In the years ahead, new brands and expedition cruise ships will push this number higher.
Ushuaia is a direct route to the continent. However, departing from Chile increases cruising time and fuel cost. Not all lines have made this switch. Scenic announced on Sept. 23 its Scenic Eclipse expedition ship would resume operations on January 7th from Ushuaia. The late start will cancel sailings scheduled for late November.
Swan Hellenic, which was relaunched, stated that its Antarctica cruises aboard the brand-new SH Minerva departing Ushuaia on Nov. 30.
Two lines can sail from Ushuaia with their passengers on charter flights direct from the U.S.
Lindblad announced that its guests would travel by private charter flight from Miami to Argentina and then embark their ship upon arrival. This is the same model Atlas Ocean Voyages, a newcomer to the market, has used to confirm its season and not make any changes to its itinerary.
Atlas will launch its first Antarctica cruises aboard the World Navigator. It calls this "an air bubble", a private charter jet from Orlando that transports passengers directly to Ushuaia.
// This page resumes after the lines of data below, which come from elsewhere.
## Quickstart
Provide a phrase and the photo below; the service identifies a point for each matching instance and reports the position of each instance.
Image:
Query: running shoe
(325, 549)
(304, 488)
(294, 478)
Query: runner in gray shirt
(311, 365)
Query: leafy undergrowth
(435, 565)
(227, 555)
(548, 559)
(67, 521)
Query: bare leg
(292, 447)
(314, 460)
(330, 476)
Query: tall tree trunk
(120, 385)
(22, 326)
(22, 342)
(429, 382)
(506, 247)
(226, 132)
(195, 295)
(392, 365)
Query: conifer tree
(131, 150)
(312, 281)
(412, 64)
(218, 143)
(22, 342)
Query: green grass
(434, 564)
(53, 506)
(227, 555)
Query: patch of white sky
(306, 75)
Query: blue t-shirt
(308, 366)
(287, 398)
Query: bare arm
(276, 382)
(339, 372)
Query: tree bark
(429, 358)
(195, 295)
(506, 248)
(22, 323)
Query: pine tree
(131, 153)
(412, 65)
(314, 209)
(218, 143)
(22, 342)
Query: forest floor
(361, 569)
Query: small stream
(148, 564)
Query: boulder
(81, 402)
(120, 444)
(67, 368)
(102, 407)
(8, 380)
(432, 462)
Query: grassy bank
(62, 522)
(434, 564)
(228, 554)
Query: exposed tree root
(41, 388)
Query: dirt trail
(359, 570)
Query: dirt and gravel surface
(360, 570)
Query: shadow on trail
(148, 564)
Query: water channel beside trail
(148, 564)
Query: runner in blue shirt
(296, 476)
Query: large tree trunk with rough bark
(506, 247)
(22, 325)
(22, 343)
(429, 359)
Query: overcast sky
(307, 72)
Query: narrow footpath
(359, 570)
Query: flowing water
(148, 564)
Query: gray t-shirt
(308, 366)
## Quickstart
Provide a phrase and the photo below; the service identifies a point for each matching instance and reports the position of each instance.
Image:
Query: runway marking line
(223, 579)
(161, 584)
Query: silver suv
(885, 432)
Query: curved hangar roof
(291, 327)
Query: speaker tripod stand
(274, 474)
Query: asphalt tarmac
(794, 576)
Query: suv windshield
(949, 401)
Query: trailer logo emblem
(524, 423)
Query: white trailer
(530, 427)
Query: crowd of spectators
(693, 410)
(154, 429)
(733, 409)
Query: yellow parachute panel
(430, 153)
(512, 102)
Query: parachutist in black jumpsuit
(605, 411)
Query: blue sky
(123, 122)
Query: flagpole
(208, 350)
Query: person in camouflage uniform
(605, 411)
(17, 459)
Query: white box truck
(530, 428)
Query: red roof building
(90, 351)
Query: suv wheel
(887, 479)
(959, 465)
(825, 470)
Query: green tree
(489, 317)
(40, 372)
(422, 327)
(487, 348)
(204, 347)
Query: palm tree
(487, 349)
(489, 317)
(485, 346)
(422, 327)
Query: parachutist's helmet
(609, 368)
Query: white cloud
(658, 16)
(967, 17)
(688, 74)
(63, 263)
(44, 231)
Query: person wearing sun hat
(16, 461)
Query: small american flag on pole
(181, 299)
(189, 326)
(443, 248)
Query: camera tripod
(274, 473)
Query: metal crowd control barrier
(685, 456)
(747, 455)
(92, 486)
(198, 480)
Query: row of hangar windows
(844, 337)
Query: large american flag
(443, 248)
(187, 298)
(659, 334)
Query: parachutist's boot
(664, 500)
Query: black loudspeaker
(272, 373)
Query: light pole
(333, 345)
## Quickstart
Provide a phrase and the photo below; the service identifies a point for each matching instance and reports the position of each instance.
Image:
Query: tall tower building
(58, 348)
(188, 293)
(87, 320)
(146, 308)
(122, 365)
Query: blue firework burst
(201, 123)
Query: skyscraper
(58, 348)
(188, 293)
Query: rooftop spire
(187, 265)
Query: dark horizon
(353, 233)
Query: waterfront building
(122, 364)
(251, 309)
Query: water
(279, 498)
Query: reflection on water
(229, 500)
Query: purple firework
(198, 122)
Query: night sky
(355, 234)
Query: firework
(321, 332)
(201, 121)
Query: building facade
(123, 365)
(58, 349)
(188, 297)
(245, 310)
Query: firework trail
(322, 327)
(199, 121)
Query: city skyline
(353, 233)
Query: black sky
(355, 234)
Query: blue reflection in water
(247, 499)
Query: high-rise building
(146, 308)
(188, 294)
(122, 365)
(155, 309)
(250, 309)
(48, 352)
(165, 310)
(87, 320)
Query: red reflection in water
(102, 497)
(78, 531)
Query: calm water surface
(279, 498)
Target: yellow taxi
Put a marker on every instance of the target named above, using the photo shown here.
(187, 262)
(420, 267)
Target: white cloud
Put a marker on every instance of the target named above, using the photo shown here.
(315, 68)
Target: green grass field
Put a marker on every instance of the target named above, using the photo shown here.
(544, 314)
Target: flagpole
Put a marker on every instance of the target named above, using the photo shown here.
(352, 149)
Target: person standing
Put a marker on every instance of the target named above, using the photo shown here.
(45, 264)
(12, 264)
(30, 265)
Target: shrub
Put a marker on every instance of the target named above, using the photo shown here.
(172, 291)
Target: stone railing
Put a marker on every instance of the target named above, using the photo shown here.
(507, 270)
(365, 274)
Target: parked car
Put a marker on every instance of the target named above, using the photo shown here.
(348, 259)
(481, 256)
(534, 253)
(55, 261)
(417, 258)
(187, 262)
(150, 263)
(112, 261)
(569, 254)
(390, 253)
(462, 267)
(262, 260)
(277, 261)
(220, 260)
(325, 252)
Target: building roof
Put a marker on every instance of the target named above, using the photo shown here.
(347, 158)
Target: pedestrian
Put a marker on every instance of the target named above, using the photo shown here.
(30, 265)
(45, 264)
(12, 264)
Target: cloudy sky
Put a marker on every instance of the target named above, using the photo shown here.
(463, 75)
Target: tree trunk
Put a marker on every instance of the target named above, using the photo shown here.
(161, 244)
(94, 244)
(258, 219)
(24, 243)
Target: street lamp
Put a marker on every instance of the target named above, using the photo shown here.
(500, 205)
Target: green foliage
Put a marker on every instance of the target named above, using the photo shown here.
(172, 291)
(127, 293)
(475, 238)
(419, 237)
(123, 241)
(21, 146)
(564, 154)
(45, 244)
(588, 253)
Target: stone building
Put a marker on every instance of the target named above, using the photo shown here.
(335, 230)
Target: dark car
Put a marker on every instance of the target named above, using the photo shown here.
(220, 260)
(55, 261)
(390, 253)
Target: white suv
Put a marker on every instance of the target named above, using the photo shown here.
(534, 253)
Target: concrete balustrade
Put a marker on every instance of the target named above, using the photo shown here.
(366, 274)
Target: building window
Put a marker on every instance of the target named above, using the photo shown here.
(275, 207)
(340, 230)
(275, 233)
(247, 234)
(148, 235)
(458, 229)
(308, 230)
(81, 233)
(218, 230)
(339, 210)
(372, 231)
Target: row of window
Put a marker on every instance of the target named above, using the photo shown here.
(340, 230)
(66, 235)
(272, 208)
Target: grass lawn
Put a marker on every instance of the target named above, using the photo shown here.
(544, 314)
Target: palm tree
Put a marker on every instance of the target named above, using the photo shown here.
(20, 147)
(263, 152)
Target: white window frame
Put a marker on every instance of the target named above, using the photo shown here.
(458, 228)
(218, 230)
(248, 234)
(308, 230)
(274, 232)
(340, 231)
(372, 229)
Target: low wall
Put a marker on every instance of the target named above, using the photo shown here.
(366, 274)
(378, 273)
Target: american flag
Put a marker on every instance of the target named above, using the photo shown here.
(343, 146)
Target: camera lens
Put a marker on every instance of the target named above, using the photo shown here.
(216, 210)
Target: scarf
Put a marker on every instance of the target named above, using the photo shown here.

Because Atlas' season was confirmed before Argentina opened its borders, its passengers will not have any contact with Argentines.
Alberto Aliberti president of Atlas, said that the charter company he uses was approached by other cruise lines offering Antarctica in a similar arrangement.
Aliberti stated that Atlas's ability to confirm bookings as soon as possible drove passengers to book with the line to avoid cancellations with other operators.
He said, "They weren't happy being uncertain about other lines." "And so, we are picking up many people from that."
Gina Greer, executive director of IAATO, said that the news from Argentina was "very positive," but that the association and its members still had to work out the details. The additional challenge for Antarctica cruise operators is getting passengers from the main airports into the embarkation cities. These cities are over a thousand miles away.
She stated that "flights within Argentina have been severely restricted." "So they're opening up the borders, that is great. But what does it mean for people who then travel from Buenos Aires and Ushuaia?" Are private charters still necessary? These are the real questions.
While the Atlas bubble is great for high-end travelers from the U.S. she stated that IAATO operators "draw many of their guests from other countries; some are more diverse in where they come from." That's the challenge, I'd say. You're trying to get everyone to work together in one place.